クールな同期が私だけに見せる顔

朝が来て、目が覚めた晴夏は元の晴夏に戻っていた。

昨日のこと誤魔化そうとするから、そのたびに証拠を突き付けて否定してやる。

昨日、散々君を抱いたのは、中谷さんじゃなくて俺だって納得させてやる。



話し合いができないからって、晴夏に部屋から追い出され、なぜだかファミレスに連れて来られた。

晴夏は神妙な顔して、俺のこと睨みつけている。

俺は、晴夏の服の下の、昨日つけた印のある辺りを見つめてる。

「まあ、そうカリカリするなって。たかが寝ちまったくらいで」

「たかがって言わないで。私はあなたとは違う」


「そうかい」

「あのさ、省吾。
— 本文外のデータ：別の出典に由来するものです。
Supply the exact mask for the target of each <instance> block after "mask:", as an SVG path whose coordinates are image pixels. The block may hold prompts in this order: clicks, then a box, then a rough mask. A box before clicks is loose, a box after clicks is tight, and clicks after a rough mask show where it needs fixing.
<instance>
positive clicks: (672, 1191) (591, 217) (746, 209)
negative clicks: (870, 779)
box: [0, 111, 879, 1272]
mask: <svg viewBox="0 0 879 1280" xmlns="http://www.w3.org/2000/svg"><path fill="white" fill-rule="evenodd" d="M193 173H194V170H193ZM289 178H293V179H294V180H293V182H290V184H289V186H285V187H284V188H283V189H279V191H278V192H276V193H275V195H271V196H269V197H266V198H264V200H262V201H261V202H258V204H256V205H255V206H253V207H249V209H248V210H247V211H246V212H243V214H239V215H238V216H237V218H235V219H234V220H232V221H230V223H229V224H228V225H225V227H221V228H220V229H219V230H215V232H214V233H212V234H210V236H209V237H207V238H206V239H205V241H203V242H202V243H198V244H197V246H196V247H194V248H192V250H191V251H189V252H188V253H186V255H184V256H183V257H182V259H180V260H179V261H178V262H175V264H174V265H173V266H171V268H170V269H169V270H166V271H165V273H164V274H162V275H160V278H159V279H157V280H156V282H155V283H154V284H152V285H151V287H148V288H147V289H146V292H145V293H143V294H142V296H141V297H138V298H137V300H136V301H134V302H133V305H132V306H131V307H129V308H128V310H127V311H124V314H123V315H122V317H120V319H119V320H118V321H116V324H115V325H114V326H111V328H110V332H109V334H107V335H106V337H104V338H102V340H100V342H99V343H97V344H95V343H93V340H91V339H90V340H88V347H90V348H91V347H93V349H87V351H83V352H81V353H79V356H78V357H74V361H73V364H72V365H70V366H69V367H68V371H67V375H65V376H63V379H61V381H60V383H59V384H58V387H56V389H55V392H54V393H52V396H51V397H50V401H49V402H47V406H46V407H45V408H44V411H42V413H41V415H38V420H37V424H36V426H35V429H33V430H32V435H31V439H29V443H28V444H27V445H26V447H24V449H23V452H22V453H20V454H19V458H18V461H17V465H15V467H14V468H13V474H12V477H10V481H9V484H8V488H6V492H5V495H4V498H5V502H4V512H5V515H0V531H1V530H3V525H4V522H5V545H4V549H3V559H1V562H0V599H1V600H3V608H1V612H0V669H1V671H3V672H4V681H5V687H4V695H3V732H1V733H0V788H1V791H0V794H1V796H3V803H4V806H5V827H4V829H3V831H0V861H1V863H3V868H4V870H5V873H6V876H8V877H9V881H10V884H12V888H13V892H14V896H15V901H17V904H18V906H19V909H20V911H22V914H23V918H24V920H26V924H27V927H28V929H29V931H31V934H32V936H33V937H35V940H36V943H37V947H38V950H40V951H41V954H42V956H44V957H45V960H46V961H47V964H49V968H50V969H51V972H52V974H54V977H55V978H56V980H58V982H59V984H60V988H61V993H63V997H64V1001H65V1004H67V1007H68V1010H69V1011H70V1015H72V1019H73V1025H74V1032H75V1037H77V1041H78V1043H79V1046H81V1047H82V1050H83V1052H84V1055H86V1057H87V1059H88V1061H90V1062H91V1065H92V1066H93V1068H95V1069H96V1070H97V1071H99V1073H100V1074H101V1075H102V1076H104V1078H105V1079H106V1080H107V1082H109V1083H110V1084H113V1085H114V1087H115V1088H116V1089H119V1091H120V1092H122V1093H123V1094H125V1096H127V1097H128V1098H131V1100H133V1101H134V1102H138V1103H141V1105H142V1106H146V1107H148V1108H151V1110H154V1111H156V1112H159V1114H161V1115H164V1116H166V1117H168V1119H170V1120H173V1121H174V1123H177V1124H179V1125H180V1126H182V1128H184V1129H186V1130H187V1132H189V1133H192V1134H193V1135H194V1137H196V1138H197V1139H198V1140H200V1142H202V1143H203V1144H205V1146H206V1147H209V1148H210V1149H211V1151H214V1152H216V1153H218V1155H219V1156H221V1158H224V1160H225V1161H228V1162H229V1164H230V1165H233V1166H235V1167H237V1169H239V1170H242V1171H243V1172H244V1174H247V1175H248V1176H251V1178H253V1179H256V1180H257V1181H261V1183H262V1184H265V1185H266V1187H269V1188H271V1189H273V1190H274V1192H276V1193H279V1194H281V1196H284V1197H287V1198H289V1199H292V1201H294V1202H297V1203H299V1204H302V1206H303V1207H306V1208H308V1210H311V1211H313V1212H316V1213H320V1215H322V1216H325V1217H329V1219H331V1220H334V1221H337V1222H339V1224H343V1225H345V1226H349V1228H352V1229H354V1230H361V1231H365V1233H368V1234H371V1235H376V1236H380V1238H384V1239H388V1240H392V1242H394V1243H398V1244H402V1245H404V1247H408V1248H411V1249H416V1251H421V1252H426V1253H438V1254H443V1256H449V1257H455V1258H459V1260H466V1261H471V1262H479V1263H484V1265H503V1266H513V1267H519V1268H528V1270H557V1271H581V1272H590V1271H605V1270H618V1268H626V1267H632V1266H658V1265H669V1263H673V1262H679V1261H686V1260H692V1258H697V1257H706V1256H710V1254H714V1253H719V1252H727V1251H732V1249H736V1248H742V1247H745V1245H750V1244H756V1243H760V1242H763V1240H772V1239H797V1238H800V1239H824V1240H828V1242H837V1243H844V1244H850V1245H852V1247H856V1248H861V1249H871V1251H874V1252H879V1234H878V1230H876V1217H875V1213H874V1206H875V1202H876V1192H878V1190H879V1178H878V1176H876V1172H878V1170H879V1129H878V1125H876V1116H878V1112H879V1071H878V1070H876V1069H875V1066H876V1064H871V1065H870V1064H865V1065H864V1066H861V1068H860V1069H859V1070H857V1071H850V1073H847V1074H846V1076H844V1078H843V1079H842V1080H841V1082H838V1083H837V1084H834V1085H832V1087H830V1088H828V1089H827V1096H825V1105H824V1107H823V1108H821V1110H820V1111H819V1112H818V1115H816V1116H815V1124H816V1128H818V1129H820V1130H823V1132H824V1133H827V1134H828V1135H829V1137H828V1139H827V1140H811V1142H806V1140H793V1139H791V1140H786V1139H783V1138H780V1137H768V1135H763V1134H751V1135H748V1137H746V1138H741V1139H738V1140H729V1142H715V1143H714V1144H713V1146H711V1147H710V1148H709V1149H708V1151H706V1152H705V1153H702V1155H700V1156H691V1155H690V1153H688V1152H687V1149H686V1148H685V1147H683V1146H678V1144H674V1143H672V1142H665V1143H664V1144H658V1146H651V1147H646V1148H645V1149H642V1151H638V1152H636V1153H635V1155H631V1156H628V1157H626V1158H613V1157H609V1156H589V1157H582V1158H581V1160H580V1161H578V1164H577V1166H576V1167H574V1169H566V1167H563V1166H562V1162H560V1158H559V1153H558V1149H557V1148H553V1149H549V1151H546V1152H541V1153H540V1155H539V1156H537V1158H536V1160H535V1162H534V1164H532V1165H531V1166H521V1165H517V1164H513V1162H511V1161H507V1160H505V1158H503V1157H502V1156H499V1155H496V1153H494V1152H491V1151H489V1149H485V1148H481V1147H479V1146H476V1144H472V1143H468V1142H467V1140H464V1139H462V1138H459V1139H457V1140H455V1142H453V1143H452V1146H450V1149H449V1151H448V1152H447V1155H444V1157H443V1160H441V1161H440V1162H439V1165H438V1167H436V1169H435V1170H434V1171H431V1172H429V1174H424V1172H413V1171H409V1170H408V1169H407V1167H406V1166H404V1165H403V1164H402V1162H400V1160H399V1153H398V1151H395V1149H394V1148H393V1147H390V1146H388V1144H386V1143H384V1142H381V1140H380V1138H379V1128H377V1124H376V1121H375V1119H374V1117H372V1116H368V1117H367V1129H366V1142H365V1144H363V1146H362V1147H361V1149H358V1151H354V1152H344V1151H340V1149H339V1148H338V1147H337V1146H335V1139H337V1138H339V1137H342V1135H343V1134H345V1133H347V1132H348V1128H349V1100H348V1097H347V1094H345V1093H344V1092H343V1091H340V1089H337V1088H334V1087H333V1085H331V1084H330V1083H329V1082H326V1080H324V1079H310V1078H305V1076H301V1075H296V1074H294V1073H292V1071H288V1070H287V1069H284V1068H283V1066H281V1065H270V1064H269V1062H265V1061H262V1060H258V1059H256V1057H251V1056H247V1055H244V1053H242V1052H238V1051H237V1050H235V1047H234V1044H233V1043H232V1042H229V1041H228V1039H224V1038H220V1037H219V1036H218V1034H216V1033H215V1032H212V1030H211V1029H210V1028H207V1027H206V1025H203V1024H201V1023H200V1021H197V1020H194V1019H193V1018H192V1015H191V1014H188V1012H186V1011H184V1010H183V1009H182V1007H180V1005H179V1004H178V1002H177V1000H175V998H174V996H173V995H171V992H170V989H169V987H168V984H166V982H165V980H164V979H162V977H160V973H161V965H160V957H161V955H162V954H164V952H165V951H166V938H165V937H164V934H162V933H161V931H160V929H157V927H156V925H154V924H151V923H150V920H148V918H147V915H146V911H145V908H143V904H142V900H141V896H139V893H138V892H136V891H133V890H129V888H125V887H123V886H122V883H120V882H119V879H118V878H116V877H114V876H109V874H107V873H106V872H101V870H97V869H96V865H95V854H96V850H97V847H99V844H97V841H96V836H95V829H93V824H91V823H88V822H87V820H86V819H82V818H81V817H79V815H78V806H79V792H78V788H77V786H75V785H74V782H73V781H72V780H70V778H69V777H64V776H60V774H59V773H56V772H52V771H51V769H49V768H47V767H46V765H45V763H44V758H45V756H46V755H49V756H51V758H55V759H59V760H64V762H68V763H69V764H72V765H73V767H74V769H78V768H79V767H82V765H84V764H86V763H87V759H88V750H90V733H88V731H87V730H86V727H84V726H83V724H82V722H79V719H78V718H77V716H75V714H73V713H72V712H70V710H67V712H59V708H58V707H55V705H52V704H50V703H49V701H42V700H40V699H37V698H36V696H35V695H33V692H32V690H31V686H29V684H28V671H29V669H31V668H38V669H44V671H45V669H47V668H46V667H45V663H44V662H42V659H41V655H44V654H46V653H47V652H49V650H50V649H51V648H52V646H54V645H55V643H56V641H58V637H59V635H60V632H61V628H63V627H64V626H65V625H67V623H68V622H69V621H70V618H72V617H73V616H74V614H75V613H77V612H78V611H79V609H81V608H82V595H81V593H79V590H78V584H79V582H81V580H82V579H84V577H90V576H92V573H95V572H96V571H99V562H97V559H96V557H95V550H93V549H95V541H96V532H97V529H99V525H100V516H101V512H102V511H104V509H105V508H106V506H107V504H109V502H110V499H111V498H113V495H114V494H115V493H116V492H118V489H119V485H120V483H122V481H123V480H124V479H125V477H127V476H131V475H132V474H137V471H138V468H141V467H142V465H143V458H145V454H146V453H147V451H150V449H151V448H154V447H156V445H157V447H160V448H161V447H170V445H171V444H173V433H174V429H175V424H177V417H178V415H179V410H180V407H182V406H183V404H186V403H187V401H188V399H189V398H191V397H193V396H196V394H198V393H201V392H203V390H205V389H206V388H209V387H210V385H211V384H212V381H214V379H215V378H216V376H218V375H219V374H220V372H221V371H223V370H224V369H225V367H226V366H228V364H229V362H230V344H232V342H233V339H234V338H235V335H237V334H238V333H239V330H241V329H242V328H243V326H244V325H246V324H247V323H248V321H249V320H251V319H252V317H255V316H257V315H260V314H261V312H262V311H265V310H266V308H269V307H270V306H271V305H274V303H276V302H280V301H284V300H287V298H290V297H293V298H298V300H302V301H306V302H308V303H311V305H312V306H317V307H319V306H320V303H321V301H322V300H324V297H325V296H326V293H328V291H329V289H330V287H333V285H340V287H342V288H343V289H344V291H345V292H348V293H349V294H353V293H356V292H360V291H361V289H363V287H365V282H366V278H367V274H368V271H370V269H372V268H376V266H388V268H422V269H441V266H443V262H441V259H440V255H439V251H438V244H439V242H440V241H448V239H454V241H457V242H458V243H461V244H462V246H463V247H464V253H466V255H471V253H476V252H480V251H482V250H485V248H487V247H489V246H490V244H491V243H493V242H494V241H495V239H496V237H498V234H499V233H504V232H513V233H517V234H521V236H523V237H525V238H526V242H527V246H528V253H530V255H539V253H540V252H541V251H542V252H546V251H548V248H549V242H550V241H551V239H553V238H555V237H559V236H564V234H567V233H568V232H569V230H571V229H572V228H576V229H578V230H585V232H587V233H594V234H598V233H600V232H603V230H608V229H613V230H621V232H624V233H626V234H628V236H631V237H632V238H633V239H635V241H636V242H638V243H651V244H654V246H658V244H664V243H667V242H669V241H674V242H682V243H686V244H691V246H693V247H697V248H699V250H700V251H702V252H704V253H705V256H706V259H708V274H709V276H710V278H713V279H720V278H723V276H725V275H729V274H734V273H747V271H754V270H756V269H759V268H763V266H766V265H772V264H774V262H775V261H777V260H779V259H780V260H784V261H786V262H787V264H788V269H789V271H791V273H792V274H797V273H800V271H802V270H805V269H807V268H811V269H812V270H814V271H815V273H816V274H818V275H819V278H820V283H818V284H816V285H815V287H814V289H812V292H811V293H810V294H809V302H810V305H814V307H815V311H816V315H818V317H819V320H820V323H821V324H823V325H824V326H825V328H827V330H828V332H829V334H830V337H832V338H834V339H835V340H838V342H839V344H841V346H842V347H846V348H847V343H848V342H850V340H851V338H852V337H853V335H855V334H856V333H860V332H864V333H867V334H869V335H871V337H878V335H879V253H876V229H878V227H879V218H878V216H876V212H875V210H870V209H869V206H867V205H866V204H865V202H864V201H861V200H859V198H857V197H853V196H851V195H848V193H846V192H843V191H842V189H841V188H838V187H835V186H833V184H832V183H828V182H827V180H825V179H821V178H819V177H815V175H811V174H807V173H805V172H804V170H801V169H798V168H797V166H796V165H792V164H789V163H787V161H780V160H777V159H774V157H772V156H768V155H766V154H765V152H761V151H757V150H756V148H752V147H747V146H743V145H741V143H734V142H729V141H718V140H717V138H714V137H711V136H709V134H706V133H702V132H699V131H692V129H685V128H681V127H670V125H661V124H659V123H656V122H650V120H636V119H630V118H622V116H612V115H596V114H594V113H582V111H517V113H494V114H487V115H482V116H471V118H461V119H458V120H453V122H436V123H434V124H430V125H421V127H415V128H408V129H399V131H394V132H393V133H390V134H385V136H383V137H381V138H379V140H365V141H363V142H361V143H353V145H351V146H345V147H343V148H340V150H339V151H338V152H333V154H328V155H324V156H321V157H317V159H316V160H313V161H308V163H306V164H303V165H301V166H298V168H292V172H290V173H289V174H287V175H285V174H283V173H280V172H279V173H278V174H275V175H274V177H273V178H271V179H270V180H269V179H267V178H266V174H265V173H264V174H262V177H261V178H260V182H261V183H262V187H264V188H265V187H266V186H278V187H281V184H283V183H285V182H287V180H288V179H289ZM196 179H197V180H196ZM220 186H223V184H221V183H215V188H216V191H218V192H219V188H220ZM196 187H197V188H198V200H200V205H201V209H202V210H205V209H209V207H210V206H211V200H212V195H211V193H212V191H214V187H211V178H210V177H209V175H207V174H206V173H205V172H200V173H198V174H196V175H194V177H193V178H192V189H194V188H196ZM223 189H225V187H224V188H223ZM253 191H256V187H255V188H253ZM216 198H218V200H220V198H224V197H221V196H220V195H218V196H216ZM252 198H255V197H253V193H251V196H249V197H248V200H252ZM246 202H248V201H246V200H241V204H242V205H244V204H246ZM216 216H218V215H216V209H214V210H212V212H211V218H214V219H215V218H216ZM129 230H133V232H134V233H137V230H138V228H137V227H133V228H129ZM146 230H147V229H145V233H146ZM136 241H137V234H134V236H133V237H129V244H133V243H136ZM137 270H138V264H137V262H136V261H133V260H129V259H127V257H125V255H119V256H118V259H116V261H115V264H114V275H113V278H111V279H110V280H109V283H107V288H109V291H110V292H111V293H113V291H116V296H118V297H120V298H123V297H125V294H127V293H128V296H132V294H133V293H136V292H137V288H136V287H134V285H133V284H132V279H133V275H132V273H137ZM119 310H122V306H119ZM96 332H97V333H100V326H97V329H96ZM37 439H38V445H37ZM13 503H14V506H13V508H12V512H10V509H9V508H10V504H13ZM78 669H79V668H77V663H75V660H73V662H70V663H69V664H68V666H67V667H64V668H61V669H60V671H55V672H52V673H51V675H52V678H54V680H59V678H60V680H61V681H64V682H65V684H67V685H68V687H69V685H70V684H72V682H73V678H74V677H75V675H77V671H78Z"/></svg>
やっぱり、考えてることって前と同じ?」

晴夏がまっすぐこっちを見てる。

晴夏の言いたいことは分かる。

しかし、俺は、なんて答えていいのか言葉に詰まって、窓の外の庭木を見てる。

お前、俺の気持ち確かめる前に、誰に抱かれてると思って許したんだよ。

なんて正面向かって問い詰める勇気がない。

「何とか、言いなさいよ」

「まあ、悪かったって。昨日のことは謝るよ」

「ねえ、省吾?今までずっと言ってきたこと覚えてる?」

「ああ、自分で言ってきたことくらい覚えてるさ」

「省吾……」

「わかったって、言えばいいんだろ?前と変わってないよ。
俺と付き合えとか、結婚しようっていうつもりなら、そういうの俺には無理だ」

気持ちが揺れてるなんて曖昧なこと言うくらいなら、晴夏の言う通りにしてた方がいい。